September 10, 2011

Why do we love disaster?

Filed under: rants — unwriter1 @ 7:56 pm
Tags: , , , , , , ,

Why do people love chaos?

I have yet to understand why people love disaster. I don’t mean movies; I am referring to real events. If something good happens, it’s “Hurrah”, then it’s never mentioned again. But, if something bad happens, we relive it over and over again. 9/11 is a prime example.

It happened, we can’t change it. Get over it! That won’t happen. We will see the pictures and videos for the next twenty years. Excuse me but I don’t need to see it all the time, everywhere I look. It’s on television and the internet. Why it happened is obvious. No, it was not to ‘warn’ us. It was not to show we could be attacked. It was to pull us into another war.

Just to keep everyone angry at people of a different religion, we will keep seeing the images. We will continue to fear every stranger. Why? Why can’t we just promote peace and getting along? Every war has always been about religion. Yes it was about control and wanting to rule the world. But that was based on the warring parties disagreeing on what is the true belief. Only true Germans belong in this world, or Muslims don’t believe in the right things.

Come on people; let the other guy believe what they want. Quit squabbling over petty issues. Every belief, every religion, has its own dogma. No one is right, period. I thought this country was founded on diversity. It isn’t that way anymore. Now it’s re-live every disaster and rekindle the hatred. There is no valid reason for this.  

Sorry, but this is my point of view and at least I can still write about it. How hard is it for other governments to allow this same privilege?



  1. I agree about the fascination with disasters. It makes for a bigger news industry. I’m sure there are some good psychological explanations for the reasons why people love chaos, tragedy, and destruction. Personally I’m getting tired of the 9/11 overkill.

    I do think you’re way off base saying that every war has been about religion, unless you are including economic issues, political ideologies, and other secular beliefs within the scope of religion.

    Tossing It Out

    Comment by Arlee Bird — September 11, 2011 @ 7:55 am | Reply

  2. I agree in part, but all the people and families that lost their lives in a senseless act of violence is not religion, it’s not politics it is insanity. I for one can forgive but I cannot, I will not, forget what I saw on that day with my very own eyes like something out of a bad movie – no it’s not religion that causes that kind of destruction. War is wrong – revenge is mine saith the Lord, but that was meant to put terror in our hearts and minds. It is what it is.

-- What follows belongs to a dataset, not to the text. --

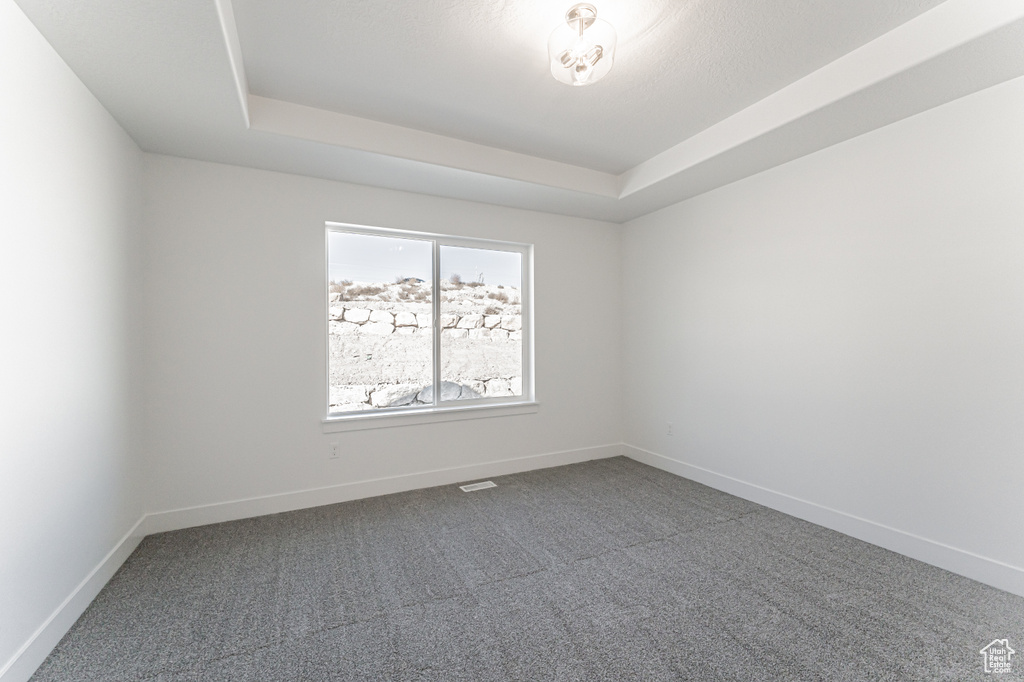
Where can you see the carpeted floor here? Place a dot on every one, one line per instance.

    Comment by Billie A Williams — September 11, 2011 @ 1:55 pm | Reply

  3. Since I worked in a federal enforcement capacity just after 9/11 in the federal arena, I have seen how the way in which we do our work change as a result of 9/11. Enhanced security was and has been key in the changes.

    What has made 9/11 so painful was not only just that so many people were affected and that the tragedy was so horrific, but also hat we were so unprepared. The fact that there are people out there that have so very little respect for other people (even themselves) and that what they feel they can achieve is only accomplished with powerful means of devastation instead of peace and understanding..

    But I did experience since 0/11 how this event has galvanized us; made us redefine ourselves as a nation. We can continually use the event to build ourselves into a stronger nation, especially now when we suffer from our economic woes. We The People make up the nation just as the last line stated in the Grapes of Wrath. We cannot let anyone, including our own leaders convince of our mediocrity. History has proved that.